Publicado na versão eletrônica no sítio do JB On Line (http:\\www.jbonline.com.br), bem como na versão impressa no Jornal do Brasil, caderno Economia & Negócios, Rio de Janeiro, RJ, Brasil, 17 de junho de 2007.
O final tanto melancólico quanto desairoso da última reunião do G-8, da qual participaram membros do chamado G-5, poderia levar à conclusão precipitada de que a principal contradição mundial do momento é existente entre os dois agrupamentos, o que somente é uma verdade parcial, por dois motivos. O primeiro é que a Rússia é uma parte estranha ao perfil dominante no G-8. O segundo motivo é que o G-8 encerra alguns conflitos menores de ordem interna.
De fato, membros do chamado Grupo dos 8, que reúne os Estados Unidos, Itália, França, Reino Unido, Canadá, Alemanha, Japão e Rússia, têm entre si confrontos potencialmente muito graves, que podem repercutir negativamente na ordem mundial. Os Estados Unidos, por exemplo, acabaram de reacender a chama de uma potencialmente nova guerra fria, ao violar os tratados internacionais de regência sobre controle de armamentos, ao pretender colocar instalações balísticas militares no leste europeu, posicionando-se para um eventual conflito com a Rússia.
Essa última, denunciada pelos Estados Unidos e por seu Estado cliente, o Reino Unido, pelo déficit democrático, responde com acusações de imperialismo e de crimes contra a Humanidade praticados por dirigentes dos primeiros, inter alia em função da campanha do Iraque. Mais ainda, os Estados Unidos vedam a acessão da Rússia à OMC, uma discriminação odiosa pelas onerosas conseqüências jurídicas, enquanto esta última nação, por seu presidente, denuncia o caráter arcaico, não democrático e inflexível, do organismo multilateral.
Alemanha e Itália têm visões antagônicas da reforma do Conselho de Segurança da ONU. Enquanto a primeira deseja um assento permanente, a segunda é contrária e propõe assentos rotativos por região. O Canadá tem o maior número de disputas comerciais contra os Estados Unidos, no âmbito da OMC, e acaba de anunciar mais uma, contra os escandalosos subsídios agrícolas.

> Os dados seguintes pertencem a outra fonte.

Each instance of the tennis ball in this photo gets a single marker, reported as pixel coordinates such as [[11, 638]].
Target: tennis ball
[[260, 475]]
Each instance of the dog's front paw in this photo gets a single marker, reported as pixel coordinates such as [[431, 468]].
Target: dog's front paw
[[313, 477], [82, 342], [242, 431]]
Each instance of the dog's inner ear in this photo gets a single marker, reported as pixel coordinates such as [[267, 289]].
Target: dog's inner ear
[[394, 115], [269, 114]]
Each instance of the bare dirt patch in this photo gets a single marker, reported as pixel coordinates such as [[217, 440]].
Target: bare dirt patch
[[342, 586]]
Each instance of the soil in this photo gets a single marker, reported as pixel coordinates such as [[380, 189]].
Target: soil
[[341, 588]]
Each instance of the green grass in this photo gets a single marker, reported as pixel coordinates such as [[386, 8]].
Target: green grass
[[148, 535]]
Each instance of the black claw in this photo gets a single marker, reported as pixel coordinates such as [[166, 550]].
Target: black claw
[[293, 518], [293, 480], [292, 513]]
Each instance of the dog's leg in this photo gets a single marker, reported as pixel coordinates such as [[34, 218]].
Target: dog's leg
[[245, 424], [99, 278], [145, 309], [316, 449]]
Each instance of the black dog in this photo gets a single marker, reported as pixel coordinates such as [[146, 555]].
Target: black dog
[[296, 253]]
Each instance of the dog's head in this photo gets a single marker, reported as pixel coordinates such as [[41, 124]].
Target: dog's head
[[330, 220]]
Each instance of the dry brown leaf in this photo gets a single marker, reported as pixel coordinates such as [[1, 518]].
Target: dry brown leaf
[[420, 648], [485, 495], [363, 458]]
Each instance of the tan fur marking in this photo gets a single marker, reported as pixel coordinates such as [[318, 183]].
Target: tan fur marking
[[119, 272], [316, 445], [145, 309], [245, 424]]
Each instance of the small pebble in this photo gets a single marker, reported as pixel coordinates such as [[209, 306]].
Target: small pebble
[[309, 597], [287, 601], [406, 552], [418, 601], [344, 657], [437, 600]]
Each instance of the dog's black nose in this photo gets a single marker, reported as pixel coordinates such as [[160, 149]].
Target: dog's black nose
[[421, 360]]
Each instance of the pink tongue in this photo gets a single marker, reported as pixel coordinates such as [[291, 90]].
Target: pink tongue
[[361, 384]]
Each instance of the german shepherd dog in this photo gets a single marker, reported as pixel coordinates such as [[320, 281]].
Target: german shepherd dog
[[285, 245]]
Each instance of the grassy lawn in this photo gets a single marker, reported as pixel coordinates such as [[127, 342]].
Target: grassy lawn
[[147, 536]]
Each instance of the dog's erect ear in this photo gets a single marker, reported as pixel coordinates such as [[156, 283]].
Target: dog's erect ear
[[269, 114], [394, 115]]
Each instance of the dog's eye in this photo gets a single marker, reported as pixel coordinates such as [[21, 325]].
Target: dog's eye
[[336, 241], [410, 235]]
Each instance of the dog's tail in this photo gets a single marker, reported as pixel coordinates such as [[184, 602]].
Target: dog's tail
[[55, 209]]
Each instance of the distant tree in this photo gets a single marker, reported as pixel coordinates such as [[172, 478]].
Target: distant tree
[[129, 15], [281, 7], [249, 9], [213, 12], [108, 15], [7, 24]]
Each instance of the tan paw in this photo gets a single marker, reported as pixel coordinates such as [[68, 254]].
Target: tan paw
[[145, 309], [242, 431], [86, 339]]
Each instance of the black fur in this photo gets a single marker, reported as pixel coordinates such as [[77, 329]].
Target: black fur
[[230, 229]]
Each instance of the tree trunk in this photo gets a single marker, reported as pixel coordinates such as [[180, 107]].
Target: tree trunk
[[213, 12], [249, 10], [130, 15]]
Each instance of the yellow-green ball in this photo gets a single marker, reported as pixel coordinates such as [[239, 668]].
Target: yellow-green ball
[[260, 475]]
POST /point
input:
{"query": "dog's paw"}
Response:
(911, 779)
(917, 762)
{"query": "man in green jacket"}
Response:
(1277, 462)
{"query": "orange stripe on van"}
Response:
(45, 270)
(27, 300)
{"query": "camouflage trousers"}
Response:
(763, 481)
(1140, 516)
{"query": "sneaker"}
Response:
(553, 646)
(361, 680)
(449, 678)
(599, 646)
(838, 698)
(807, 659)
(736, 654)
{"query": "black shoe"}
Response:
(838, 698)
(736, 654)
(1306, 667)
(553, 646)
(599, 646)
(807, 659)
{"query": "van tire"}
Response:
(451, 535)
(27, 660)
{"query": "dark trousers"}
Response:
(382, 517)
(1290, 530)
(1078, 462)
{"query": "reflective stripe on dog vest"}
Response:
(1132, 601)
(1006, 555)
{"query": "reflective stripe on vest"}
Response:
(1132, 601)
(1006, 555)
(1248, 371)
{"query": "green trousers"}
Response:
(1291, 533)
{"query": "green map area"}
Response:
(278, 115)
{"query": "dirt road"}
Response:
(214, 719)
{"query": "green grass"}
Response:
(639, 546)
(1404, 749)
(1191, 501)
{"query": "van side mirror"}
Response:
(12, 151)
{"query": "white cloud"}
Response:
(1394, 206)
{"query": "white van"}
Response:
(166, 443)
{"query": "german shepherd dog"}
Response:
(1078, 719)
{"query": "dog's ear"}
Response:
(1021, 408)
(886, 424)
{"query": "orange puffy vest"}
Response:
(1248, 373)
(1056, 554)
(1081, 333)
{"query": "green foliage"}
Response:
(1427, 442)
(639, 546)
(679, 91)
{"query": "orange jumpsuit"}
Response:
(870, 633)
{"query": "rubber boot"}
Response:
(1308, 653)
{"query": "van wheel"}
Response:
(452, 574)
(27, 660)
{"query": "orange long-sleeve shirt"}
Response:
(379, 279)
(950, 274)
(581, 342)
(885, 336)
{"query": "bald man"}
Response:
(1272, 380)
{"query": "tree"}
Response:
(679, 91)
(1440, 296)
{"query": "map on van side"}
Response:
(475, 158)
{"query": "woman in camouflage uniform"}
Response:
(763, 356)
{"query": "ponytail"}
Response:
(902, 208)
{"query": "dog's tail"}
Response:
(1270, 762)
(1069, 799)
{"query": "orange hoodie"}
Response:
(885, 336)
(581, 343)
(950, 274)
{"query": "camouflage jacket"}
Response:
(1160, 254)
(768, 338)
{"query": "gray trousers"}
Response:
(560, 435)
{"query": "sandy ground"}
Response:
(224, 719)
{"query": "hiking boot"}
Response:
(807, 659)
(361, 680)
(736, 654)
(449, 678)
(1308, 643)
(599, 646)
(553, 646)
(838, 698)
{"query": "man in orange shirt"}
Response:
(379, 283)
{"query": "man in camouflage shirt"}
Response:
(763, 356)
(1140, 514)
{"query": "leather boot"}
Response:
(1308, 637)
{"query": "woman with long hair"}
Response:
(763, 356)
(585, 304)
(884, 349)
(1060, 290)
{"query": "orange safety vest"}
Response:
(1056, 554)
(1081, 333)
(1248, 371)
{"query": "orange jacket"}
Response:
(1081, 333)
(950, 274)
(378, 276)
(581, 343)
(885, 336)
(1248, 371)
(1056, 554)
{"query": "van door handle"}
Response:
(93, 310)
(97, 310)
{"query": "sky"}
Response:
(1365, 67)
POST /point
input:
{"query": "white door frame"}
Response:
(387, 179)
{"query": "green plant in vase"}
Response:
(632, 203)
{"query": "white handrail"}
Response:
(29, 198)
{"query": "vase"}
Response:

A França, sob um governo conservador, anunciou discordar da liberalização do comércio agrícola mundial, pretendendo manter o regime atual, causador de profunda miséria entre os países em desenvolvimento e uma corrupção da ordem jurídica mundial, contra o que se opõe o governo soi-disant trabalhista britânico.

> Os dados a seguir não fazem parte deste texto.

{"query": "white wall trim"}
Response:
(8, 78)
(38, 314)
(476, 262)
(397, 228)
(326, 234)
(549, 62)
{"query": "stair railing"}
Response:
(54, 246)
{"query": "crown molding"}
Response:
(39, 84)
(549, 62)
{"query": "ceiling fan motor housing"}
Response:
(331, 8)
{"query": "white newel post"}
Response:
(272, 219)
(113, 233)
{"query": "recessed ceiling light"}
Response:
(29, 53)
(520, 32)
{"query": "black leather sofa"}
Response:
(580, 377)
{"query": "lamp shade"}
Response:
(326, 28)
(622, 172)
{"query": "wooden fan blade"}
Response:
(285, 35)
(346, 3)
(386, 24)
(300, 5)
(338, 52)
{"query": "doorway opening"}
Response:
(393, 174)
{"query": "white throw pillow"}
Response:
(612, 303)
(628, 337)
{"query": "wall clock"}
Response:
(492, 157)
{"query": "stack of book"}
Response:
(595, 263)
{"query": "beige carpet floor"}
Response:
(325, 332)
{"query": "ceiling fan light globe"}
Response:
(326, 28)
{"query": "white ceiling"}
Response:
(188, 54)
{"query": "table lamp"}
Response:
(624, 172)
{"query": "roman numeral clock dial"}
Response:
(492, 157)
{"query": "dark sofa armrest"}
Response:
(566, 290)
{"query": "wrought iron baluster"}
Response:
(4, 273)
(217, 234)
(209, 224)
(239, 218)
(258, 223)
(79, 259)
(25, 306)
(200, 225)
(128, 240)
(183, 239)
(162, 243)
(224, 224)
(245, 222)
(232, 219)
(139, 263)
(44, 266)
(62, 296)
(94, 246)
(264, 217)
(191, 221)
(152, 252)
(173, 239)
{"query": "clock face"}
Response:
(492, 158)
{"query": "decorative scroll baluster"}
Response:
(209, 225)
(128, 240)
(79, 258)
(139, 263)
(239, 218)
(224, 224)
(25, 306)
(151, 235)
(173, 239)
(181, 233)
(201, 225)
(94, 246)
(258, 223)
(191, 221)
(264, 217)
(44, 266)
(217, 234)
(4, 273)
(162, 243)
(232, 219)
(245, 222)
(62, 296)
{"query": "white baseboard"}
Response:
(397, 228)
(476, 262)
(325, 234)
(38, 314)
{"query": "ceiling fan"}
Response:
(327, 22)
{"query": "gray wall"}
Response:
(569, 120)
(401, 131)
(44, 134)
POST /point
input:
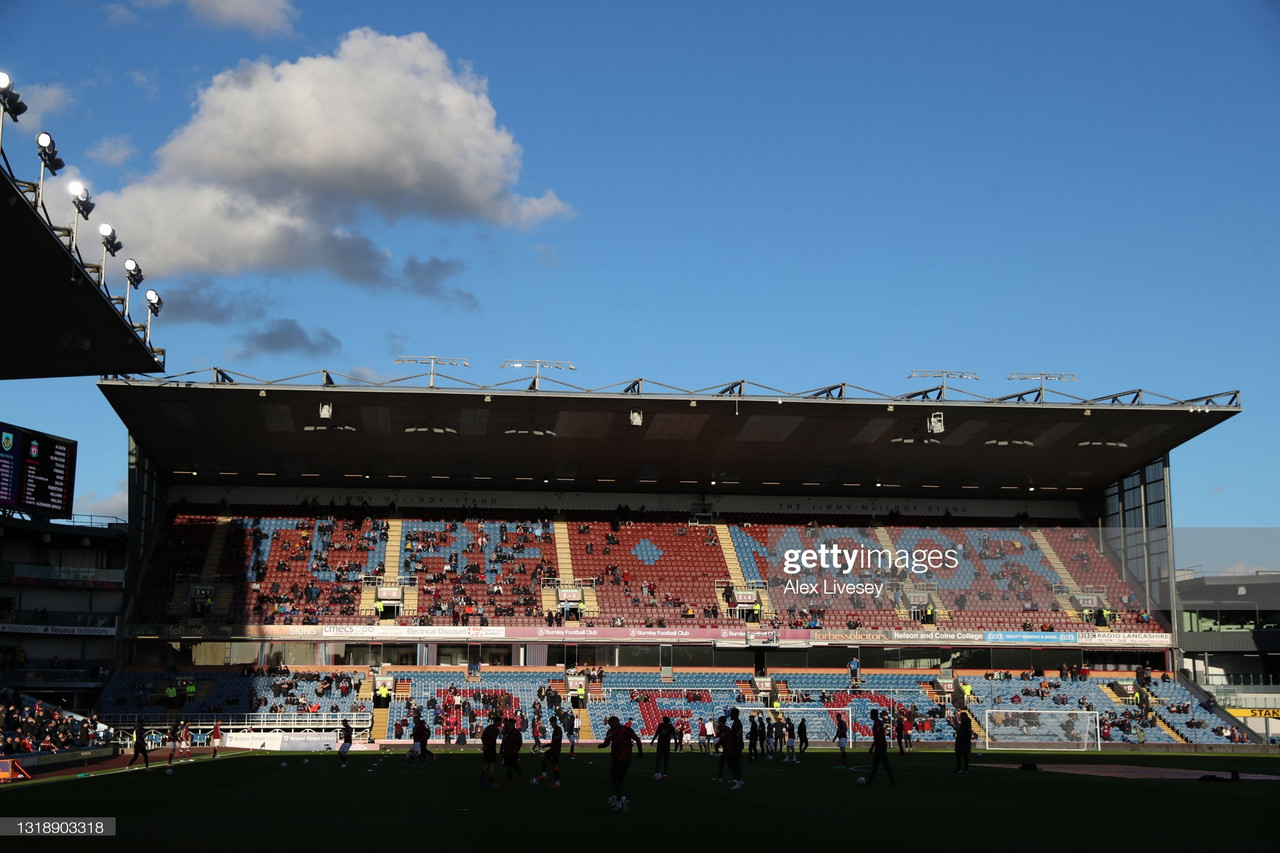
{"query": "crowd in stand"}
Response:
(307, 692)
(40, 728)
(451, 593)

Do lado do chamado G-5, composto por Brasil, África do Sul, China, Índia e México, identifica-se uma real identidade de muitos importantes pontos de política externa, como também com a Rússia, por serem todos vítimas de uma ordem internacional iníqua, a privilegiar a prosperidade de uns poucos países desenvolvidos, em detrimento dos países em desenvolvimento. Ressalve-se uma visão distinta entre Brasil e México no tocante à reforma do Conselho de Segurança da ONU, que neste caso específico pode muito bem ser resolvida com criatividade e esforço diplomático.
Assim, o que chama a atenção à primeira vista é a própria participação da Rússia no G-8. Como país em desenvolvimento e sob a ameaça, tanto militar quanto de desestabilização política interna e marginalização externa induzida, pareceria muito mais adequada sua participação num G-5 expandido. Por outro lado, a arrogância renovada dos auto-proclamados líderes do império, e de seus trôpegos clientes, ao anunciar um apócrifo comunicado conjunto que não refletia a posição dos membros do G-5, leva-nos a questionar a oportunidade política e legitimidade jurídica de reuniões entre os dois agrupamentos.
A questão apresenta-se com matizes de maior gravidade porque o comunicado falso implicava claramente na concordância em posições que impactariam de maneira adversa a capacidade de adoção de políticas públicas relacionadas ao desenvolvimento econômico e social. A continuidade das tentativas de exercício de relações públicas das chamadas reuniões conjuntas entre o G-8 e o G-5 não apresentará apenas resultados anódinos, pois tirará a legitimidade dos organismos multilaterais criados pela ordem jurídica internacional, como a ONU, foro apropriado para negociação dos interesses soberanos.